W projekcie przyszłorocznego budżetu Olsztyna największe wydatki inwestycyjne wiążą się z programem modernizacji transportu publicznego i budowy dróg. Jak podał prezydent, przeznaczonych zostanie na to w sumie 267 mln zł. Chodzi m.in. o unijny projekt budowy linii tramwajowych w Olsztynie, budowę obwodnicy miasta czy przebudowy strategicznych skrzyżowań wyprowadzających tranzytowy ruch z miasta.
Budowa tras tramwajowych jest częścią dużego projektu usprawnienia komunikacji miejskiej w Olsztynie. Oprócz budowy linii przewiduje się także zakup tramwajów, budowę buspasów przeznaczonych wyłącznie dla autobusów miejskich oraz instalację inteligentnego systemu sterowania ruchem ulicznym, uwzględniającego skalę natężenia ruchu w godzinach szczytu.
Miasto przebuduje strategiczne skrzyżowania wyprowadzające ruch tranzytowy z miasta w kierunku Warszawy, Ostródy oraz Wielkich Jezior Mazurskich. Olsztyn musi także rozpocząć prace nad projektem budowy obwodnicy i przebudowę jezdni, które będą wyprowadzać ruch samochodów na węzły obwodnicy.
Jak powiedział Grzymowicz mniejsze będą przyszłoroczne wydatki na oświatę. Planuje się, że samorząd wyda w 2014 roku 269 mln zł, podczas gdy w tym roku wyniosą one 277 mln zł. 5,6 mln zł kosztować będzie renowacja zabytkowego tartaku Raphaelsohnów, w którym powstanie Muzeum Techniki. 2 mln zł miasto zamierza przeznaczyć na projekt budowy stadionu piłkarskiego wraz z boiskiem rozgrzewkowym.
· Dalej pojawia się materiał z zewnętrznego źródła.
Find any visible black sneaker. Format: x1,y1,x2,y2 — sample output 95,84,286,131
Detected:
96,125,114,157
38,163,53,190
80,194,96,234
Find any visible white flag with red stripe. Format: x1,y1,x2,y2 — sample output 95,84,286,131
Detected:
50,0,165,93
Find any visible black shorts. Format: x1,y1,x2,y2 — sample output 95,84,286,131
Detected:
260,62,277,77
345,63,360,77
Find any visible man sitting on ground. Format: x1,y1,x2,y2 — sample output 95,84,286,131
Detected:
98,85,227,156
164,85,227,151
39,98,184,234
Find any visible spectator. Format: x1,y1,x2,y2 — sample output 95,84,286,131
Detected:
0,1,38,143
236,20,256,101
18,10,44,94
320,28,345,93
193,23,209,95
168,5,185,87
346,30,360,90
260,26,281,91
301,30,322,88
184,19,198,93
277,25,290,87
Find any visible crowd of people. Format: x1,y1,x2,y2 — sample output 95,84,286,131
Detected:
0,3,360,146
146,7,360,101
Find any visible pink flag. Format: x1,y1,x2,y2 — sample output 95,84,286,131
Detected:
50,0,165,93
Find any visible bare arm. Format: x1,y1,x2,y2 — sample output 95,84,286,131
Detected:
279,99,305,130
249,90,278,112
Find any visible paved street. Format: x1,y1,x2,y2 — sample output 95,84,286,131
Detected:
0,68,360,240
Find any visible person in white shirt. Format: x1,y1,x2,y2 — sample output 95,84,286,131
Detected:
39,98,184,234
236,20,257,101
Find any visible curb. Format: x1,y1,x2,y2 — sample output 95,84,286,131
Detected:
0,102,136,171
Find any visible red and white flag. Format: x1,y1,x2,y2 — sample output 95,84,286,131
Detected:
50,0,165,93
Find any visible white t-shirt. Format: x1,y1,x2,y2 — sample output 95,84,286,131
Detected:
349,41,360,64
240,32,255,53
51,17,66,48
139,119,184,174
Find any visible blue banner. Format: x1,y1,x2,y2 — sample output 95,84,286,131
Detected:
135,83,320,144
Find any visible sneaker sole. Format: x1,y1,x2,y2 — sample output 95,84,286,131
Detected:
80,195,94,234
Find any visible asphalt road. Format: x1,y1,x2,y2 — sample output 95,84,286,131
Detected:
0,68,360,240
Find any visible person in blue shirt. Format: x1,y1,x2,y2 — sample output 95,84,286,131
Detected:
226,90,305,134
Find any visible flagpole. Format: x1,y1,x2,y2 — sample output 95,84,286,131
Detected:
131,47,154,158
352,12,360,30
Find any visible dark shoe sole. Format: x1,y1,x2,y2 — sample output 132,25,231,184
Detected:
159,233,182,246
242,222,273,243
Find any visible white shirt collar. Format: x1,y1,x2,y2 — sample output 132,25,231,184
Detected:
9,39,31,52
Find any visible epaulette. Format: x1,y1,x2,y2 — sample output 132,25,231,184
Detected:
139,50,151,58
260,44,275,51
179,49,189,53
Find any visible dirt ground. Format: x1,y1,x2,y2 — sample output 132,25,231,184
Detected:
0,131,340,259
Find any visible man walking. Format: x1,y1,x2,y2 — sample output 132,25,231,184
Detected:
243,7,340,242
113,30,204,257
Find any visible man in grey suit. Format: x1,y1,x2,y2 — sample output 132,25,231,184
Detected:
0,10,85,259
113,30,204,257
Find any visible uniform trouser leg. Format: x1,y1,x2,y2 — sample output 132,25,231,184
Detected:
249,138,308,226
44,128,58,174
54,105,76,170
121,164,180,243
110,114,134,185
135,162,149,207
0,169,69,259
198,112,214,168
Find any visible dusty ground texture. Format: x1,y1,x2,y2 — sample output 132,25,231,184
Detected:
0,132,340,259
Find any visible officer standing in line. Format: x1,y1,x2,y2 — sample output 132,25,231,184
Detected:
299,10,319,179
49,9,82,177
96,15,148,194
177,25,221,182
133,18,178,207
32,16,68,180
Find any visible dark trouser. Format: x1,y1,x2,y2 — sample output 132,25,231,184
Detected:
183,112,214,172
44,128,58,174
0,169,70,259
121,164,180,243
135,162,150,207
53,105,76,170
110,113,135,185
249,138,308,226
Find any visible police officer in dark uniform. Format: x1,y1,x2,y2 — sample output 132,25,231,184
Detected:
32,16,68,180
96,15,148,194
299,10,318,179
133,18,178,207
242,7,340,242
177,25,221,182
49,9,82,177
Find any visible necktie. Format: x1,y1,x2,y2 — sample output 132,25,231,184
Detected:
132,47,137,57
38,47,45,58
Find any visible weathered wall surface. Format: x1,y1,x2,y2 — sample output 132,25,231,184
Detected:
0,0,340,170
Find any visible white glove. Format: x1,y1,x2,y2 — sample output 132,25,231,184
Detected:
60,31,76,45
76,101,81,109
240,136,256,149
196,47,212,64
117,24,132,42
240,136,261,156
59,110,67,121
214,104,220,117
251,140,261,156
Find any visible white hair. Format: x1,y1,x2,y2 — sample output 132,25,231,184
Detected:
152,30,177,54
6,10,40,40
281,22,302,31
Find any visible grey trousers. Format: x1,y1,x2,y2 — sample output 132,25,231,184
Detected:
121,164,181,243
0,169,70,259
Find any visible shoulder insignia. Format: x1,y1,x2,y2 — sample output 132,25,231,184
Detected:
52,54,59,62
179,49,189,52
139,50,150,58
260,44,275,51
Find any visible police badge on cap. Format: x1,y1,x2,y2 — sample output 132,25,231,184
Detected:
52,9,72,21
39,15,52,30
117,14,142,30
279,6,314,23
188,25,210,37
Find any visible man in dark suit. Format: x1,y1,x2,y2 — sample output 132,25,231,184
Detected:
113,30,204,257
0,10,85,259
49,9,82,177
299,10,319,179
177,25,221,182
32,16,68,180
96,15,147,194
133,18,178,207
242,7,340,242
Przyszłoroczny budżet ma być pierwszym, w którym uwzględniono pomysły mieszkańców. Chodzi o kwotę 2,1 mln zł, z której mają być zrealizowane 24 projekty budżetu obywatelskiego. Dotyczą one m.in. budowy chodników, parkingów, siłowni pod chmurką, czy urządzenia plaży miejskiej nad jeziorem Ukiel, a także renowacji zabytkowego parku Jakubowo, który jest częścią największego w Europie kompleksu leśnego znajdującego się w granicach miasta.